世界から見て「故郷」とは? モンゴル大使が地元で講演


故郷やモンゴルについて話す高岡さん=兵庫県丹波市山南町で

 兵庫県丹波市山南町出身で、モンゴル大使を務めている高岡正人さんの講演会が10日、地元の同町和田地域づくりセンターで開かれた。「ふるさと和田振興会」が主催し、高岡さんは「世界を見て故郷に思うこと」のテーマで話した。会場いっぱいの106人が参加した。

 高岡さんは、東京大学を卒業後、外務省に入省。アメリカ留学を経て、外交官として各国で仕事をしてきた。海外生活は約20年になり、イラク大使、シドニー総領事などを歴任している。

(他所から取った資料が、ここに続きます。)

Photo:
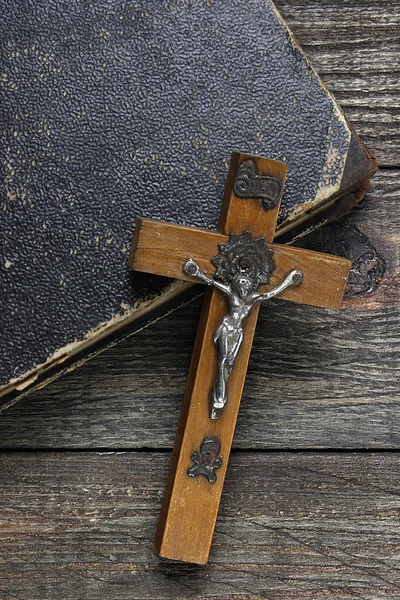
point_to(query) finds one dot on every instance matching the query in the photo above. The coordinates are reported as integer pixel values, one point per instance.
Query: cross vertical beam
(190, 505)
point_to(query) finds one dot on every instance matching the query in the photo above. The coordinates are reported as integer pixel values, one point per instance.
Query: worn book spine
(126, 110)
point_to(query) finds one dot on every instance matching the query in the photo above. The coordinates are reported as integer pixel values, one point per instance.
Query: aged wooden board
(81, 525)
(355, 46)
(292, 526)
(316, 378)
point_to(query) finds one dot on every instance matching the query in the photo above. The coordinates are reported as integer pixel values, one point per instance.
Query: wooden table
(311, 503)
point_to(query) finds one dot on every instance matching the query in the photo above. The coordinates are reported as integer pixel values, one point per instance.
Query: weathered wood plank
(162, 248)
(291, 526)
(185, 530)
(316, 379)
(355, 47)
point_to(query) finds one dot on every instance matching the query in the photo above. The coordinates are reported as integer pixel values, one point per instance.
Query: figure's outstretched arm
(190, 267)
(294, 278)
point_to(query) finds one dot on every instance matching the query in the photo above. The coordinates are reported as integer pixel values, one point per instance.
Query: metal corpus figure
(242, 265)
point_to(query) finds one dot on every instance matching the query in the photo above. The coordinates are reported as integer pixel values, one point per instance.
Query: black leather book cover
(110, 110)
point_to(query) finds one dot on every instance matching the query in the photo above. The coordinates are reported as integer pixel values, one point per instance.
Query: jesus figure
(241, 293)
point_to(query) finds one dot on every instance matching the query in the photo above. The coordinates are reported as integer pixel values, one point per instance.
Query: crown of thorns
(244, 255)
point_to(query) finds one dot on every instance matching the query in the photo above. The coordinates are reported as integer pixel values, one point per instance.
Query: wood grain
(162, 248)
(317, 379)
(190, 505)
(81, 525)
(355, 46)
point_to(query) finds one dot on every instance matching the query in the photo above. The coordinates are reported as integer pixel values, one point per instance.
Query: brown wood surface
(291, 527)
(190, 505)
(162, 248)
(302, 525)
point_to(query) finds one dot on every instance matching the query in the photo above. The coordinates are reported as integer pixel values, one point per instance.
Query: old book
(114, 110)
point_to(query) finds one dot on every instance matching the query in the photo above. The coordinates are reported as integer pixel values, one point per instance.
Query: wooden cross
(200, 456)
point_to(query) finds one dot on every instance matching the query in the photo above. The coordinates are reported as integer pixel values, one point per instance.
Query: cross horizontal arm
(162, 248)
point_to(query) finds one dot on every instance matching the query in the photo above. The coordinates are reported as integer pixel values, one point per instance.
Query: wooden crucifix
(235, 263)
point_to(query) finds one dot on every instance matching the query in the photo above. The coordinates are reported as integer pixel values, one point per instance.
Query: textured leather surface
(111, 109)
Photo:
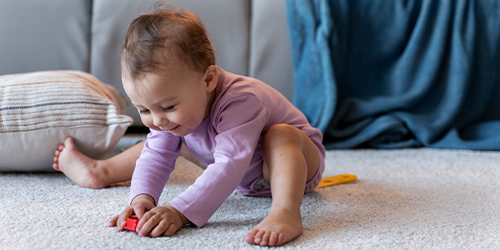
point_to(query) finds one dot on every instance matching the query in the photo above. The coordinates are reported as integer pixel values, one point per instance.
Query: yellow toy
(337, 179)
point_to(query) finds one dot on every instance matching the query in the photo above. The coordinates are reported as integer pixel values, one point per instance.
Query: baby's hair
(165, 34)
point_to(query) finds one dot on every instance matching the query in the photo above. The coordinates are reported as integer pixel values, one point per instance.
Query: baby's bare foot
(278, 228)
(81, 169)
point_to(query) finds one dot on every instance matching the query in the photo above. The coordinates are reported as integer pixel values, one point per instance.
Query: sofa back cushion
(44, 35)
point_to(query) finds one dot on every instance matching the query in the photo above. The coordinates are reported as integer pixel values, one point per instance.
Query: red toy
(132, 223)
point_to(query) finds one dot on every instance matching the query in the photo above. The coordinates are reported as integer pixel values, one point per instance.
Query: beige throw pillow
(39, 110)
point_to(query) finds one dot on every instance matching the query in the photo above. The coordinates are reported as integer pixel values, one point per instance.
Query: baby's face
(174, 100)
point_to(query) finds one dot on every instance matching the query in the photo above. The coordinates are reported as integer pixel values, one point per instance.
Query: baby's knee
(283, 133)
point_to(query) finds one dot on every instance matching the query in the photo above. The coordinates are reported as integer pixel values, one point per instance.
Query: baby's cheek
(147, 121)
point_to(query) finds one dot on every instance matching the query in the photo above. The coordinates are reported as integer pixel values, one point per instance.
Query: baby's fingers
(113, 221)
(122, 218)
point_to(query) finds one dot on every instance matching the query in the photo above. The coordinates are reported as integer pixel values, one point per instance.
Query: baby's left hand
(160, 221)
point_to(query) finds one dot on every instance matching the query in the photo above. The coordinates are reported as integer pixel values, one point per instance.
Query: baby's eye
(168, 108)
(144, 111)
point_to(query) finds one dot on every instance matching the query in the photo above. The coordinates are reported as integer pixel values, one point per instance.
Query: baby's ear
(211, 77)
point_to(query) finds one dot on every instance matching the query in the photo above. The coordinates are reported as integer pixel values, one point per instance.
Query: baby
(246, 133)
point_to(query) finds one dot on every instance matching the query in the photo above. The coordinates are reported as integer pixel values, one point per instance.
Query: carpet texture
(403, 199)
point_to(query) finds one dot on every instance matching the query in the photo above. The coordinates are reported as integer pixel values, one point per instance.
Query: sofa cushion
(39, 110)
(271, 52)
(228, 22)
(44, 35)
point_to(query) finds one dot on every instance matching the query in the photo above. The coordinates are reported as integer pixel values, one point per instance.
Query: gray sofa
(250, 36)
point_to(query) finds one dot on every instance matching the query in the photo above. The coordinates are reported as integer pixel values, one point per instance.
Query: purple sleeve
(239, 127)
(155, 164)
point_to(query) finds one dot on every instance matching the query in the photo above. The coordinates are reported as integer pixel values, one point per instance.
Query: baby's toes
(265, 239)
(259, 236)
(273, 239)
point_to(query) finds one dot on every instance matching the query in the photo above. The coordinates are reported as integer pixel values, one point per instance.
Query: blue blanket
(398, 73)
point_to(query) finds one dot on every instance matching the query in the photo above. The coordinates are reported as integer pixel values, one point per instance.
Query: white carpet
(403, 199)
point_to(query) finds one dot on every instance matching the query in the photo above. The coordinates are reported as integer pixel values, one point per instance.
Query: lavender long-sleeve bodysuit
(228, 141)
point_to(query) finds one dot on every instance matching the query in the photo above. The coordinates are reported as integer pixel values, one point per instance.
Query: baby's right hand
(140, 205)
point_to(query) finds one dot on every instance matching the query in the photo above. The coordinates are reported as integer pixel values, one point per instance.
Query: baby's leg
(97, 174)
(291, 159)
(91, 173)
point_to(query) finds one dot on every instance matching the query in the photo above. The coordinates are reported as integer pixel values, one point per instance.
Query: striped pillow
(39, 110)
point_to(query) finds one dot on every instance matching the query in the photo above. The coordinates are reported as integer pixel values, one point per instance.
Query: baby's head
(167, 35)
(168, 69)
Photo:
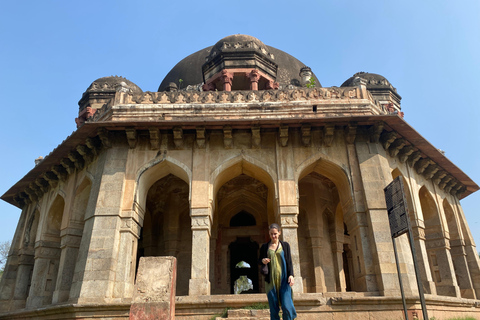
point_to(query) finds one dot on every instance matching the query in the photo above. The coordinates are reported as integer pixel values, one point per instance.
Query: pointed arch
(155, 170)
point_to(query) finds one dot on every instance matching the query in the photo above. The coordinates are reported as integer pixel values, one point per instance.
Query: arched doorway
(323, 238)
(167, 226)
(239, 226)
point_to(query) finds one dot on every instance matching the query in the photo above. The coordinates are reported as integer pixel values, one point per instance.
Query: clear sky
(50, 52)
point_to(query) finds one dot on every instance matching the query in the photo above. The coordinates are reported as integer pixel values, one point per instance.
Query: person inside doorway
(276, 262)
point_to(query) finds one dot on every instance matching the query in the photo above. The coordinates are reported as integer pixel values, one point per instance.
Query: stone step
(247, 314)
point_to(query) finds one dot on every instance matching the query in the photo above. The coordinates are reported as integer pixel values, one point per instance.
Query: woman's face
(274, 234)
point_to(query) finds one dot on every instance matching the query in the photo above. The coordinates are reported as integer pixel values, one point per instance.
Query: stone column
(70, 242)
(96, 268)
(318, 263)
(127, 258)
(459, 258)
(337, 248)
(442, 265)
(26, 261)
(375, 175)
(289, 226)
(45, 271)
(422, 258)
(201, 226)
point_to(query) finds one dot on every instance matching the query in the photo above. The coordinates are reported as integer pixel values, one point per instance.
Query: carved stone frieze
(306, 135)
(283, 135)
(131, 137)
(201, 223)
(227, 137)
(201, 137)
(244, 96)
(405, 152)
(351, 132)
(328, 134)
(178, 137)
(289, 220)
(256, 137)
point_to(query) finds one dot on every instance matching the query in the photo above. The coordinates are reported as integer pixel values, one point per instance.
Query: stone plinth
(154, 294)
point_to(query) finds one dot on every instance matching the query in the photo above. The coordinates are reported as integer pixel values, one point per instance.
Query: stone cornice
(212, 105)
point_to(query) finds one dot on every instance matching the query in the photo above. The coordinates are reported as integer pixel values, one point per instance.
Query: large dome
(189, 70)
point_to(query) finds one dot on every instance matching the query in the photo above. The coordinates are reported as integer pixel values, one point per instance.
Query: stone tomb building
(238, 136)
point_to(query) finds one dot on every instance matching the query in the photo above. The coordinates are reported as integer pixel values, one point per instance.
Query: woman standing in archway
(275, 256)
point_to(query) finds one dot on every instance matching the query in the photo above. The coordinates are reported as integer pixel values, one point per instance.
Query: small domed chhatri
(238, 137)
(380, 88)
(100, 92)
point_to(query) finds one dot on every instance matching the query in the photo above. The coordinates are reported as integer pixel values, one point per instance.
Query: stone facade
(199, 175)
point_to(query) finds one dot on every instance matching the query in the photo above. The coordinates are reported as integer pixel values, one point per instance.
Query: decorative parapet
(158, 106)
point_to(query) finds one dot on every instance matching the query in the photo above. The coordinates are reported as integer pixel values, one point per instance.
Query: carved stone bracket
(76, 159)
(414, 157)
(227, 137)
(422, 164)
(386, 138)
(396, 146)
(178, 137)
(42, 184)
(328, 134)
(445, 181)
(306, 135)
(283, 132)
(256, 137)
(351, 133)
(430, 171)
(201, 137)
(103, 135)
(154, 138)
(375, 131)
(450, 185)
(437, 177)
(60, 172)
(405, 152)
(32, 195)
(131, 137)
(86, 153)
(94, 145)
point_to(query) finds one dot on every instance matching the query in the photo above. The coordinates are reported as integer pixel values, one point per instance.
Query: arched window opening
(243, 219)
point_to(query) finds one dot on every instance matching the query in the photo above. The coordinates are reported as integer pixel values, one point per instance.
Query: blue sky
(50, 52)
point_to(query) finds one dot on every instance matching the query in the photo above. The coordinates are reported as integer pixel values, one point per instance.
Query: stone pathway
(243, 314)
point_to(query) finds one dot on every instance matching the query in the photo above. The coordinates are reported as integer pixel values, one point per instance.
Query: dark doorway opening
(246, 250)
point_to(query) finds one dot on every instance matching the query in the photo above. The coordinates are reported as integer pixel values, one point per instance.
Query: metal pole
(400, 280)
(417, 274)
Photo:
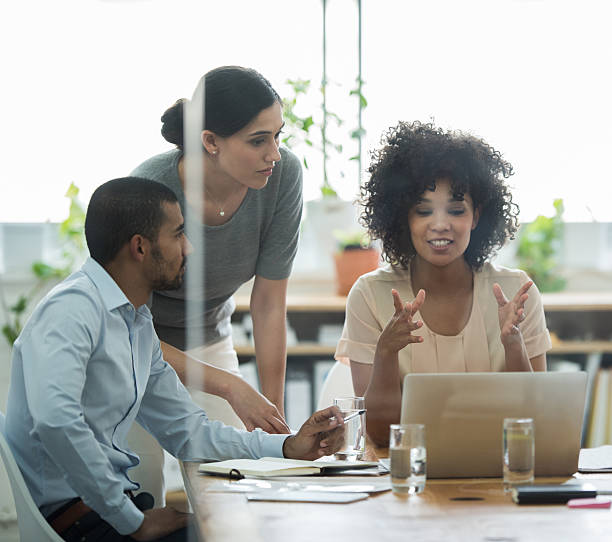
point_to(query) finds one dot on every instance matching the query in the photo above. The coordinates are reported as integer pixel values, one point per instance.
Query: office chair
(32, 524)
(338, 383)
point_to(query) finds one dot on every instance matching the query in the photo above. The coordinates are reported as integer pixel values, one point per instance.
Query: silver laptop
(463, 415)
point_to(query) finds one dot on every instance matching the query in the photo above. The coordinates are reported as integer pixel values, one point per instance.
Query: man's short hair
(120, 209)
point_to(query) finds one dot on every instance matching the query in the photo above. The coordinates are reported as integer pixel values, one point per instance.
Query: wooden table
(471, 510)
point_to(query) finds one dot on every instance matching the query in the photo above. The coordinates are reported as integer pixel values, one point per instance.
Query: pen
(351, 416)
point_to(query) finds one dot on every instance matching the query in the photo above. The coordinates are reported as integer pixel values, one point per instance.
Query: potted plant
(356, 255)
(71, 240)
(538, 246)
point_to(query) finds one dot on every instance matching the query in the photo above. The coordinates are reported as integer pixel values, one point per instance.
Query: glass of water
(518, 452)
(408, 458)
(354, 429)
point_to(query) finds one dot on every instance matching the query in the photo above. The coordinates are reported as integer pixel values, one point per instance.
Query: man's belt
(73, 513)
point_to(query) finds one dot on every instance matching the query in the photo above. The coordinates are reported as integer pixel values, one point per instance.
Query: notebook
(278, 466)
(463, 415)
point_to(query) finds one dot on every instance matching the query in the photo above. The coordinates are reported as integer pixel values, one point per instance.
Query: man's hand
(322, 434)
(160, 522)
(398, 331)
(254, 409)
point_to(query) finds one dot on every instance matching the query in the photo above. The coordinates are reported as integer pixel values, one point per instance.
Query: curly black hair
(413, 156)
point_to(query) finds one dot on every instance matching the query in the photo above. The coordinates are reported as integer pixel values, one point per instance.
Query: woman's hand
(398, 331)
(511, 313)
(254, 409)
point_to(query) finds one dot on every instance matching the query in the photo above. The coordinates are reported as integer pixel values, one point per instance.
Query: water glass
(518, 452)
(354, 429)
(408, 458)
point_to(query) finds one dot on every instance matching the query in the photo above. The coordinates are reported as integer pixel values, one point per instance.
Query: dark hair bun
(172, 119)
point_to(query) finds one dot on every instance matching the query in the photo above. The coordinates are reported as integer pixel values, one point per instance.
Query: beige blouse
(477, 348)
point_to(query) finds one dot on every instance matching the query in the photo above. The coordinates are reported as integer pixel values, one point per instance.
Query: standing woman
(251, 214)
(439, 203)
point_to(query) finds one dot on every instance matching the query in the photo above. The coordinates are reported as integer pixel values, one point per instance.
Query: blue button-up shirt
(86, 365)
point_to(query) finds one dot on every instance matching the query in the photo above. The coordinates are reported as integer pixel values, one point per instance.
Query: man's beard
(161, 281)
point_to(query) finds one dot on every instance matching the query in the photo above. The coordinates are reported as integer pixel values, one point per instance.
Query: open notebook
(277, 466)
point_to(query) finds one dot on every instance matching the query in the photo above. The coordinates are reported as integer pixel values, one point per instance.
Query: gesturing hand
(511, 313)
(322, 434)
(255, 410)
(398, 331)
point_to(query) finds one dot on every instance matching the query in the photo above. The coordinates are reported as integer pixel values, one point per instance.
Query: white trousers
(150, 472)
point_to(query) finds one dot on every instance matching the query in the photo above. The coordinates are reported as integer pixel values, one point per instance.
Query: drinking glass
(518, 452)
(408, 458)
(354, 431)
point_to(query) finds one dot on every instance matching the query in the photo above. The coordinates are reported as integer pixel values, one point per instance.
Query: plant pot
(351, 264)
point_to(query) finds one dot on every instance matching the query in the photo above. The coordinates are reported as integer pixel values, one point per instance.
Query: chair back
(32, 524)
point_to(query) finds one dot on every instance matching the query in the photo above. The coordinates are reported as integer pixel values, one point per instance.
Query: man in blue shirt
(88, 364)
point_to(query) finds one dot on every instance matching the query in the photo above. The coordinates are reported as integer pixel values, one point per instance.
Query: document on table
(274, 466)
(595, 459)
(309, 484)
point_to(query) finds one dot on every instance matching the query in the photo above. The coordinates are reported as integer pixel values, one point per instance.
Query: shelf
(301, 349)
(553, 302)
(559, 347)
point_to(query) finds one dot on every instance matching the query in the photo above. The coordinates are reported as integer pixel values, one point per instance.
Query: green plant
(312, 132)
(539, 243)
(352, 240)
(72, 239)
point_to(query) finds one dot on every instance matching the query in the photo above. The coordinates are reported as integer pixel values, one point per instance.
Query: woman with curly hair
(439, 203)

 高岡さんは「講演のタイトルをもらって、『故郷を思う』とはどういうことかと考えた」とし、移民の多い国に住んだり、多様なバックグラウンドを持つ人たちと出会った経験から、「日本は同質性の高い社会だが、国のあり方が異なる人たちから見ると、故郷というのは全く違う意味を持つのかなと思う。私自身は郷土心があることをうれしく思うが、郷土心というのは誰にでも共通するものではなく、それぞれ違う」などと話した。

 また、現在住んでいるモンゴルについて、仕事や旅行先での写真を中心に紹介。雄大な自然が魅力である一方、移動式住居「ゲル」で石炭を燃やすため、大気汚染が問題になっているという。また冬の寒さが厳しく、「マイナス43度も経験した。赴任前は、世界一寒い首都なので緊張していたが、着るものを着ておけば大丈夫」などとユーモアを交えて話した。